Nolan McNally, 25, submitted a short documentary film last year for “12 Minutes Max,” and although the film he submitted this year was created under quite different circumstances, he’s a professional filmmaker.
“From as early as I remember I knew it was what I wanted to do with my life,” he says. “Film is my favorite way to communicate. I feel I can clearly articulate abstract or unique concepts in a comprehensive and entertaining way.”
For this year’s piece, “Bicycle Safari,” he uses music from a band in Bow-Edison, The Daffodils.
Susan Haines became involved with “12 Minutes Max” with the first one, with a comedic dance about online dating.
“It was an exciting opportunity to collaborate on a shared performance with other local artists,” she says.
She teaches dance and Pilates at Western Washington University and at Opus Performing Arts Center. This year, she’s presenting a more visually designed piece that showcases the physicality of the dancers, she says.
Rachael Maddalena, 40, has performed in similar venues in other cities — “Max10” in Venice Beach, Los Angeles, and a similar venue in France, 41 Rue du Temp (The Studio Paris), where performers sign up new work to show.

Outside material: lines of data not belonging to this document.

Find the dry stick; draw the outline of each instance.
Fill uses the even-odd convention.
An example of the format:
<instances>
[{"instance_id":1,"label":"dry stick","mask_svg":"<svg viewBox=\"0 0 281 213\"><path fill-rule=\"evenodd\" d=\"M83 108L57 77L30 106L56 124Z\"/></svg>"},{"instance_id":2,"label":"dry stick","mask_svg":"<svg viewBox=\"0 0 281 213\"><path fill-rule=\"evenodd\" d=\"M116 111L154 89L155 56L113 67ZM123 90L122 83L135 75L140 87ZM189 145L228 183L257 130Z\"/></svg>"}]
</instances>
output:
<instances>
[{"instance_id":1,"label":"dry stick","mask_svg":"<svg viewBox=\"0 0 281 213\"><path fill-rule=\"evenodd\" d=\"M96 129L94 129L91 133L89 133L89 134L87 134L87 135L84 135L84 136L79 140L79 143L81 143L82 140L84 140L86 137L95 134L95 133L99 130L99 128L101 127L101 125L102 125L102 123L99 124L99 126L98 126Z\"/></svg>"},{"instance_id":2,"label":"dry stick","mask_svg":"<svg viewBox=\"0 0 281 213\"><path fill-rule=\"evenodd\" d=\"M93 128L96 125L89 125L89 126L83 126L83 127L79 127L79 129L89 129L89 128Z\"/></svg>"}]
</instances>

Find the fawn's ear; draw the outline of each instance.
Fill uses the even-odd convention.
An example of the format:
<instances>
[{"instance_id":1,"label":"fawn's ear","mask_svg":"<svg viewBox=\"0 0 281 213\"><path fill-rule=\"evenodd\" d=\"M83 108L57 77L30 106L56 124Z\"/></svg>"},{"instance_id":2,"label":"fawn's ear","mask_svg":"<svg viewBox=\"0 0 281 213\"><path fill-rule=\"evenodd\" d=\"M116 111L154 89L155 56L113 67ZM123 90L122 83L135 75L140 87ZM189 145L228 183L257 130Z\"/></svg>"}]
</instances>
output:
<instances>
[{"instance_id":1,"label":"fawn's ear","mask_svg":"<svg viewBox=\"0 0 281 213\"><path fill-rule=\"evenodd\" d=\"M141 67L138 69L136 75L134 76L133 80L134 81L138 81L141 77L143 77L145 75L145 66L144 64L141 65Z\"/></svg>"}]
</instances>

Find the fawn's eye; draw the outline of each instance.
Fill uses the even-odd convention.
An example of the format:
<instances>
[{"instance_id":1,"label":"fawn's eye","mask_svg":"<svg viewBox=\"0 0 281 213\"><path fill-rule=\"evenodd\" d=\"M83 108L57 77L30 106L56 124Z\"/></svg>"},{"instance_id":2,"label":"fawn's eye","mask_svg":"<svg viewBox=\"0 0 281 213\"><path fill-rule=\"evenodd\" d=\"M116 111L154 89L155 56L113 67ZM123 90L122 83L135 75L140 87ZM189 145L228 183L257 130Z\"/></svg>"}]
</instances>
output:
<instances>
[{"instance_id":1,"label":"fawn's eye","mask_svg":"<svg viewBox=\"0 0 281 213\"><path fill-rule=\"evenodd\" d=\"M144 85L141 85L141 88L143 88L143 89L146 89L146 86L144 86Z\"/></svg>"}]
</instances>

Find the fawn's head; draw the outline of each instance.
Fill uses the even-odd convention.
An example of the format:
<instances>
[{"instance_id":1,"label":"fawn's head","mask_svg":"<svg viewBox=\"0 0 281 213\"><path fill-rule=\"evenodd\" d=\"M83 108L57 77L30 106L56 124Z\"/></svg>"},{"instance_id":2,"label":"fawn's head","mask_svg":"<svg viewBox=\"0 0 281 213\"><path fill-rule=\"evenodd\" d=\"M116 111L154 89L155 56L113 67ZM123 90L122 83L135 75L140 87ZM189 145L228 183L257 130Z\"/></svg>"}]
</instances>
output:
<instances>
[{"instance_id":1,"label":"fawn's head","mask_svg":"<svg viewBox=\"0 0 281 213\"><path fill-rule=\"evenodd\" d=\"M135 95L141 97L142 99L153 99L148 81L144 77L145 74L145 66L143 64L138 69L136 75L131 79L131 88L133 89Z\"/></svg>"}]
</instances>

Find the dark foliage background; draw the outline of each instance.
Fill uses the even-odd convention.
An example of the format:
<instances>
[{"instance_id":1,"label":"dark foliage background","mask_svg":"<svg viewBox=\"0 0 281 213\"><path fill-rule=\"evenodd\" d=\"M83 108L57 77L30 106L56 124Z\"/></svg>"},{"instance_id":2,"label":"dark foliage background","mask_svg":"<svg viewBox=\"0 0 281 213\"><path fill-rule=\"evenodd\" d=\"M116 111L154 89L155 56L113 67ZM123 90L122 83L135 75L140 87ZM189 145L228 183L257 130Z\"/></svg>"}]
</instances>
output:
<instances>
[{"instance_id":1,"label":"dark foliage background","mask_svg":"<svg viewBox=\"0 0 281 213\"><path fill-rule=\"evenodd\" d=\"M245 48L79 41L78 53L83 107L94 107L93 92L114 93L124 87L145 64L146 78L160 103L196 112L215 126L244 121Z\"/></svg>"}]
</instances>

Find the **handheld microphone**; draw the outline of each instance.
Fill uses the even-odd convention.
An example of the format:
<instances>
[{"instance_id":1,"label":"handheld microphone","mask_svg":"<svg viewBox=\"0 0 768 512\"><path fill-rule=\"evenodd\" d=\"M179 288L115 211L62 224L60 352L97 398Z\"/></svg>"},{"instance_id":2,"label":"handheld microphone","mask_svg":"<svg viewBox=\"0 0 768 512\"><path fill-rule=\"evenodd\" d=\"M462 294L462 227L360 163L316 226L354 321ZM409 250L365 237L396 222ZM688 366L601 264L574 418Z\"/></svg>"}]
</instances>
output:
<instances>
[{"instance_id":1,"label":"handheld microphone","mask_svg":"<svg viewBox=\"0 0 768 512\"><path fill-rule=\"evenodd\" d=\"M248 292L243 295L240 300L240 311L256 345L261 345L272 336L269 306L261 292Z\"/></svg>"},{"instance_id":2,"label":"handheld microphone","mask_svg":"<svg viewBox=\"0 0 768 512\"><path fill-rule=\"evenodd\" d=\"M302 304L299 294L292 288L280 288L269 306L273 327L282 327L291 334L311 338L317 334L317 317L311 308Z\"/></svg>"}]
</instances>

This is her first time in Bellingham’s show.
“As I get older, I feel more confident in my vision and understand the idea that art is about the artist putting out ‘dots’ and the audience ‘connecting the dots’ for themselves — in whatever way they choose to or not,” she says. “I don’t have to connect them for the audience before I put them out.”
In some ways, she says, the audience is the last step in the creative process.
“There has to be room in there for the audience to think and connect with human condition on another level, and not be ‘told’ what to feel and think.”